The Scottish Government today warned against complacency in the wake of new figures revealing the number of racist incidents recorded by police forces across Scotland has fallen for a fourth consecutive year.
According to figures released by Scotland’s Chief Statistician this morning, 4,907 such incidents were recorded in 2010-11, a one per cent drop on the previous year and eight per cent down on 5,322 incidents in 2006-07.
Three of Scotland’s eight police forces – Central, Grampian and Fife – witnessed a year-on-year increase in the number of recorded incidents, albeit a revamp of Fife police force systems increasing the accuracy of data collection has been pinpointed as part of the latter’s steep rise from 139 to 205 racial incidents in the space of twelve months.
Around three quarters (74 per cent) of perpetrators in 2010-11 were referred to the Procurator Fiscal or Scottish Children’s Reporter Administration (SCRA), with almost half (46 per cent) of those responsible for racist incidents aged 20 or under.
A total of 6,169 crimes were recorded as part of a racist incident in 2010-11, a five per cent fall compared to the previous year and the lowest level in six years.
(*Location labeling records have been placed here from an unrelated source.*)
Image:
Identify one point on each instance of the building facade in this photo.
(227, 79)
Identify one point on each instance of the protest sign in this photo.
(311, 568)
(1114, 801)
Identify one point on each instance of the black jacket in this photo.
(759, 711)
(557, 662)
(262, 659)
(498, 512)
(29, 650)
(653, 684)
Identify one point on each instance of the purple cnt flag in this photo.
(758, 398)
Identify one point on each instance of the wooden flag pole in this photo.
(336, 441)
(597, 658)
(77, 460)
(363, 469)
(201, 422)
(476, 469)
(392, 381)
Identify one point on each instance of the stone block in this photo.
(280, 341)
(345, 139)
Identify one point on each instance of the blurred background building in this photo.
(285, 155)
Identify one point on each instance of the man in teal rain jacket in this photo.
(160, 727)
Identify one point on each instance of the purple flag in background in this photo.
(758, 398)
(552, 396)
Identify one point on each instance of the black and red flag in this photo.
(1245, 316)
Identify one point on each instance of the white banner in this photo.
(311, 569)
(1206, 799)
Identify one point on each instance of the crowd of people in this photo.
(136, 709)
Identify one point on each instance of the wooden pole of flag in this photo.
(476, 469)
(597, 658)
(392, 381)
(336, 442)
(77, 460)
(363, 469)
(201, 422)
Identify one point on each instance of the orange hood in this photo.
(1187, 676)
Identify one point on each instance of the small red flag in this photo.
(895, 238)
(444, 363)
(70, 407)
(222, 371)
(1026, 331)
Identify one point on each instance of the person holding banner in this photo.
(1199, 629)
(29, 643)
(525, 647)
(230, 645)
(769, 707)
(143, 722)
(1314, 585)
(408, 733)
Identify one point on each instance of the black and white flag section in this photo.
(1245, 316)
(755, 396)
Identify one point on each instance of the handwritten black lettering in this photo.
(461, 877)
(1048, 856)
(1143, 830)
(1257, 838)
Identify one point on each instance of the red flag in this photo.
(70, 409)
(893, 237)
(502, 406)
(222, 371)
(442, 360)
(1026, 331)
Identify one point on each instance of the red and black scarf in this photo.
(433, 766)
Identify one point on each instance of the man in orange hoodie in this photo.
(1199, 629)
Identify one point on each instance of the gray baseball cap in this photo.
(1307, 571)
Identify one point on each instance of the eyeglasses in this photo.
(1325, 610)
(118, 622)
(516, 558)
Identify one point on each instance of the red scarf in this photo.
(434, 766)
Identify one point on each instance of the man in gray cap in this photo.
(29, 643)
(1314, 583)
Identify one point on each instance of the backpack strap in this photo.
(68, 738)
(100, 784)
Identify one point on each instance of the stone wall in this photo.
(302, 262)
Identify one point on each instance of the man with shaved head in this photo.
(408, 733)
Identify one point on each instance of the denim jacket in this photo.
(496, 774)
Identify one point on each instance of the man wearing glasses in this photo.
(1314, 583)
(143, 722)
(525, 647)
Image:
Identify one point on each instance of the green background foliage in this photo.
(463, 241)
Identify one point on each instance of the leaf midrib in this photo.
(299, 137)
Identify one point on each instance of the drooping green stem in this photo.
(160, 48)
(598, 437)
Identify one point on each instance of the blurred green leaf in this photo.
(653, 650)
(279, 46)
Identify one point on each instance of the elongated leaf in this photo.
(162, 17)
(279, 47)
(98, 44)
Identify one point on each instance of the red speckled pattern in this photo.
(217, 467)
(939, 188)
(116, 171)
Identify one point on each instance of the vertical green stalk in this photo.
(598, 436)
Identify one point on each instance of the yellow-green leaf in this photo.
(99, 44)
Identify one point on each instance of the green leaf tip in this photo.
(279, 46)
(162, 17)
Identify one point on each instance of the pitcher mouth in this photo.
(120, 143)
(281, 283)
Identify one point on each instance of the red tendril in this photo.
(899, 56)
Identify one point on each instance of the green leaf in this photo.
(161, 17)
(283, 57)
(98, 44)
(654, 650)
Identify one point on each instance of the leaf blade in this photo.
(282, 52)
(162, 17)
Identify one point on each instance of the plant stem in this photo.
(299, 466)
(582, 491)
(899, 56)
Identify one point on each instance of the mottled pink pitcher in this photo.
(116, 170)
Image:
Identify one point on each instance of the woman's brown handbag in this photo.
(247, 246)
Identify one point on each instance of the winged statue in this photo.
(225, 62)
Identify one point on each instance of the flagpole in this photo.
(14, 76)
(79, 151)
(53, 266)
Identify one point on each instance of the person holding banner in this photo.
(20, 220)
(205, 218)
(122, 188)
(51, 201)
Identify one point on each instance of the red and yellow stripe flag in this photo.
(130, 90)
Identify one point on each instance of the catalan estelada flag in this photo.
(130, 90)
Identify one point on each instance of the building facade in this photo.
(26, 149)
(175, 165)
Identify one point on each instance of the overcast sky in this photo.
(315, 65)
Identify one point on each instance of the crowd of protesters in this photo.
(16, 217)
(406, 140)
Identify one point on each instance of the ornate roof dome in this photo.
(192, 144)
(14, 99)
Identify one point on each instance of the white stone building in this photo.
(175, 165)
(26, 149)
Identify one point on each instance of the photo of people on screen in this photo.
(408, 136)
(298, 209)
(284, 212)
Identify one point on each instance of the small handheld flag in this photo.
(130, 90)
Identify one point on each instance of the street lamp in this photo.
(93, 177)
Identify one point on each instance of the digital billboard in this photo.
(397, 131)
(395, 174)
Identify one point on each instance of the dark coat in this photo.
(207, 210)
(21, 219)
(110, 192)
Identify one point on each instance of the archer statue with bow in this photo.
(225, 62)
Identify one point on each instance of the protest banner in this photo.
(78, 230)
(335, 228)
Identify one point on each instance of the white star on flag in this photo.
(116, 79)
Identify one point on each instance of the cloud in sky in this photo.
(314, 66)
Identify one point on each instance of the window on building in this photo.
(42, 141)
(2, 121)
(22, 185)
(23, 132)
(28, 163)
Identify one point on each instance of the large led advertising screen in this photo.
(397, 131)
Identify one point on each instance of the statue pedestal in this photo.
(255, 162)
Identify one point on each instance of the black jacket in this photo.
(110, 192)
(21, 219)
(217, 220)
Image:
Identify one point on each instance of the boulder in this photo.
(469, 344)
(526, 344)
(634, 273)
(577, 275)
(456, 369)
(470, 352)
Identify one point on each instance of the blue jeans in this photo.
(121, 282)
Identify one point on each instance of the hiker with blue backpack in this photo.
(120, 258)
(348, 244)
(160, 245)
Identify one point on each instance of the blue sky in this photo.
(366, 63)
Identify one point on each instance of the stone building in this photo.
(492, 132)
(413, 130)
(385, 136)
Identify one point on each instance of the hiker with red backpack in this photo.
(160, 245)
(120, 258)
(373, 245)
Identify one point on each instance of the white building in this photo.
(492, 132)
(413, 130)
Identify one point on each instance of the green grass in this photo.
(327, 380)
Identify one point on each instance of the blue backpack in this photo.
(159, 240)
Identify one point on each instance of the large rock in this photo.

Any incident which is perceived to be racist by the victim or any other person forms the basis of the figures, which were today welcomed by Minister for Community Safety, Roseanna Cunningham, with the caveat that efforts to eradicate hate crime cannot ease up as a result.
Cunnigham said: ” “Hatred of any kind has no place in modern Scotland and we need to do everything we can to stop it wherever and whenever it occurs, whilst tackling the root causes.
“Along with tough enforcement through record numbers of police officers on our streets, community engagement and education is driving home the message that there is no place for racism of any kind in Scotland.
“While these figures show a decrease in incidents in 2010-11, we cannot be complacent, particularly as we saw new prosecution figures being published last month which show an increase in racist charges this year.
“That is why we must continue with the work we are doing to tackle racism and hatred in all its forms whilst constantly looking at new ways of getting across the message to the next generation of young Scots.
“We need to say loud and clear that these outdated attitudes are not acceptable and never will be, whilst educating them about the importance of tolerance and respect.”